话说回来,那个“蓝孔雀”的招聘单,我盯着看了很久。它静静地躺在手机屏幕里,像一个通往另一个世界的模糊入口。我忽然觉得,这类招聘广告,就像城市夜晚的“反向镜子”。白天,城市的光鲜亮丽属于写字楼、商场和咖啡馆;到了夜晚,这些霓虹灯下的招聘,照出的却是另一种真实:对快速改变处境的渴望,对现实规训的短暂逃离,以及一种用青春、健康和情绪作为筹码的冒险。它不崇高,甚至充满了陷阱,但你无法简单地用“堕落”去形容它。在那些被流水线定格的青春里,在那些看不到上升通道的疲惫中,这样一种危险的“可能性”,对某些人来说,本身就是一束光,哪怕这束光来自燃烧自己的火焰。

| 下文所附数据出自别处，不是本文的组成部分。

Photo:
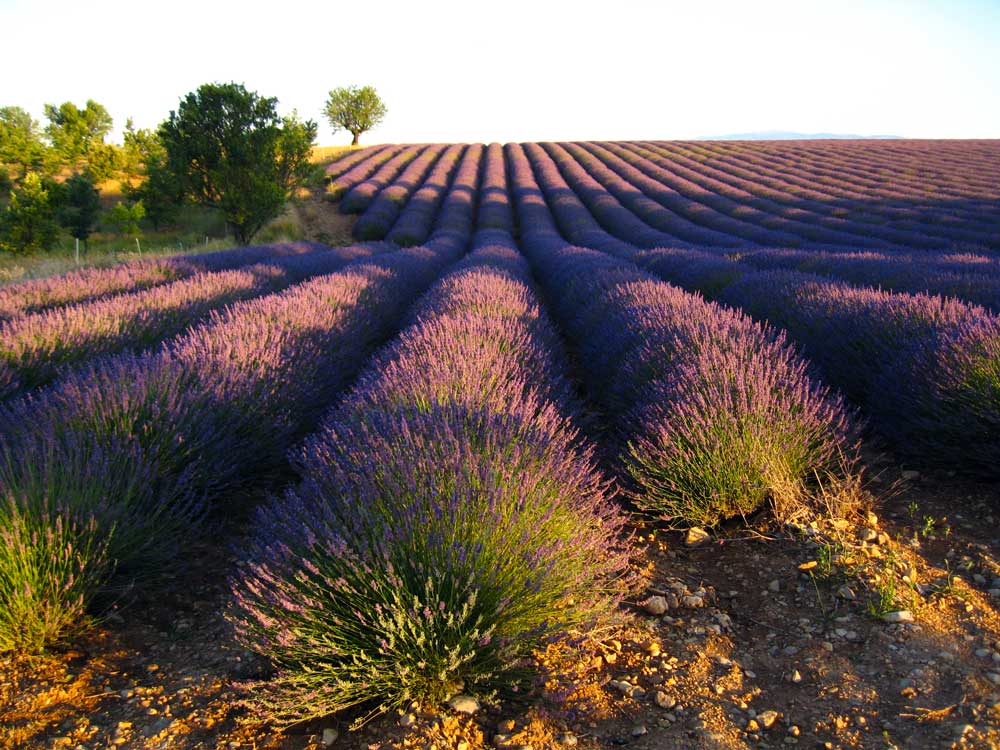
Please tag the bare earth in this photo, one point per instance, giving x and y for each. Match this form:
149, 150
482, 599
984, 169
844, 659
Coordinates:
753, 651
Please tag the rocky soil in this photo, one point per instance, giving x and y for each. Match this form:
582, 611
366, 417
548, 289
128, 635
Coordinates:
877, 634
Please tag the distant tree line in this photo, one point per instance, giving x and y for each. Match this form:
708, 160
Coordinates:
223, 147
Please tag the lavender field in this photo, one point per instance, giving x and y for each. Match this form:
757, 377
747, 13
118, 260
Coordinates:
446, 441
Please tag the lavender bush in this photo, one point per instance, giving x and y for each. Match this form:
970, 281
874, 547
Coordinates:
36, 348
382, 212
204, 415
417, 218
714, 414
448, 522
361, 195
94, 283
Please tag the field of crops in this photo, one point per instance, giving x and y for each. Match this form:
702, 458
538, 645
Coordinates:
441, 436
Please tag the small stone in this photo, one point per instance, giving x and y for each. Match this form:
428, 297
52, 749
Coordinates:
696, 536
655, 605
867, 534
901, 615
664, 701
846, 592
767, 718
464, 704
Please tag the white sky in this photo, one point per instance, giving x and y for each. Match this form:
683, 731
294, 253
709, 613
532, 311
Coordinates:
517, 71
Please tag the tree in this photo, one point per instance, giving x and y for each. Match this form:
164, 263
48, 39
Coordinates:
126, 218
74, 131
80, 205
228, 149
28, 224
161, 192
355, 110
20, 140
139, 147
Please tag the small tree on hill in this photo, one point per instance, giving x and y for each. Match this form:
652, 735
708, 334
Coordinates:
28, 224
126, 218
20, 140
228, 149
81, 206
74, 131
355, 110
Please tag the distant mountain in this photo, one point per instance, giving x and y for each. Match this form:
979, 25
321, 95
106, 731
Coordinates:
783, 135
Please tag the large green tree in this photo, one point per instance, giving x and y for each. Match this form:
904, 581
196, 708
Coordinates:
354, 109
74, 132
228, 149
21, 142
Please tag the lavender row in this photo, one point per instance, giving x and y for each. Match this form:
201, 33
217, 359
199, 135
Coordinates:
35, 348
605, 207
863, 229
417, 218
858, 229
792, 185
977, 282
889, 191
131, 448
382, 212
359, 197
925, 369
714, 414
695, 203
95, 283
350, 160
446, 517
680, 230
339, 185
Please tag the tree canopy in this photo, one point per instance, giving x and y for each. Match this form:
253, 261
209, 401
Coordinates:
20, 140
75, 132
228, 149
355, 110
80, 206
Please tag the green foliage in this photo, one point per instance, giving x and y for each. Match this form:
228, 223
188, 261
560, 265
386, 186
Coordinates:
20, 140
227, 148
104, 161
28, 224
49, 568
81, 205
141, 147
162, 192
74, 131
126, 218
354, 109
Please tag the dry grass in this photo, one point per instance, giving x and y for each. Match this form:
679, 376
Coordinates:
327, 154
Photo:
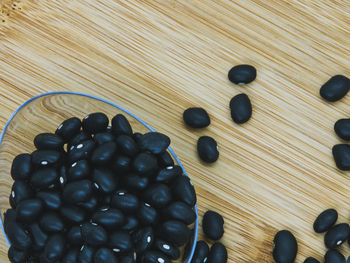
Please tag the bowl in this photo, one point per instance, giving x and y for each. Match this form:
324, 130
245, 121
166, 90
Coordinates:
44, 113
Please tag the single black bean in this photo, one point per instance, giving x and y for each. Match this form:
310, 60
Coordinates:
29, 210
21, 166
196, 117
120, 125
167, 249
179, 211
242, 74
95, 122
154, 142
93, 234
18, 236
325, 220
105, 255
213, 225
201, 252
183, 190
109, 218
336, 235
153, 256
77, 192
44, 178
334, 256
341, 155
286, 247
175, 231
51, 222
217, 253
120, 241
207, 149
335, 88
68, 128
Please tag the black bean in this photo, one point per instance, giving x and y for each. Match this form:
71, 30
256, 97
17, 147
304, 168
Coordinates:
286, 247
120, 241
93, 234
77, 192
105, 255
183, 190
196, 118
54, 247
167, 249
154, 142
168, 173
28, 210
120, 125
334, 256
201, 252
21, 166
157, 195
335, 88
153, 256
18, 236
213, 225
336, 235
217, 253
175, 231
179, 211
325, 220
110, 218
51, 222
241, 108
207, 149
74, 236
95, 122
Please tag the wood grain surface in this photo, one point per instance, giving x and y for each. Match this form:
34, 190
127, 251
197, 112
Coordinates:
156, 58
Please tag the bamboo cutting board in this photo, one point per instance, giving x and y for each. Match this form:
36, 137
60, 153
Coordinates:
156, 58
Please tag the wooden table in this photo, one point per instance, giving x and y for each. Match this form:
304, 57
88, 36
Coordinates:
156, 58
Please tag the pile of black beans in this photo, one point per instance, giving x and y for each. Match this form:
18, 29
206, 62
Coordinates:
285, 249
94, 193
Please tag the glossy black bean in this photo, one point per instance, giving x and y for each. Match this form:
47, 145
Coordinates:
167, 249
179, 211
43, 178
335, 88
68, 128
95, 122
21, 166
242, 74
18, 236
93, 234
175, 231
120, 241
183, 190
341, 155
241, 108
286, 247
51, 222
157, 195
196, 117
124, 201
109, 218
29, 210
201, 252
105, 255
77, 192
217, 254
120, 125
336, 235
325, 220
154, 142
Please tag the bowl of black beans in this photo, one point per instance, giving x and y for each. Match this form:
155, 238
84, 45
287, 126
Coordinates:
83, 180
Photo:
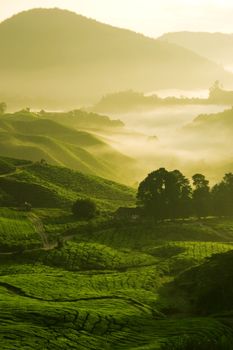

最后想起一个片段。有次凌晨两三点,我从一个场所下班,在门口抽烟。一个穿着工作裙的女孩也溜出来透气,妆有点花,靠着墙,眼神放空。我们并不认识,但那个时间点,那种疲惫是共通的。她忽然没头没尾地说了一句:“哥,你说这太阳,什么时候能照到我们这种人身上啊?”我没法回答。她也没等我回答,掐灭了根本没点着的烟(她只是拿着),重新扯出一个练习过的笑容,转身推门进去了。里面传来一阵喧嚣的声浪,随即被厚重的门隔断。
街道空旷,只有霓虹灯不知疲倦地闪烁。蓝孔雀,或者任何其他名字的场所,就像一座座漂浮在夜色中的孤岛。岛上的人,用一夜一夜的灯火,对抗着巨大的、无边的黑。而那份招聘广告,就是扔向岸边的、一个小小的救生圈。抓不抓,怎么抓,抓了之后是上岸还是漂向更远,那是另一个故事了。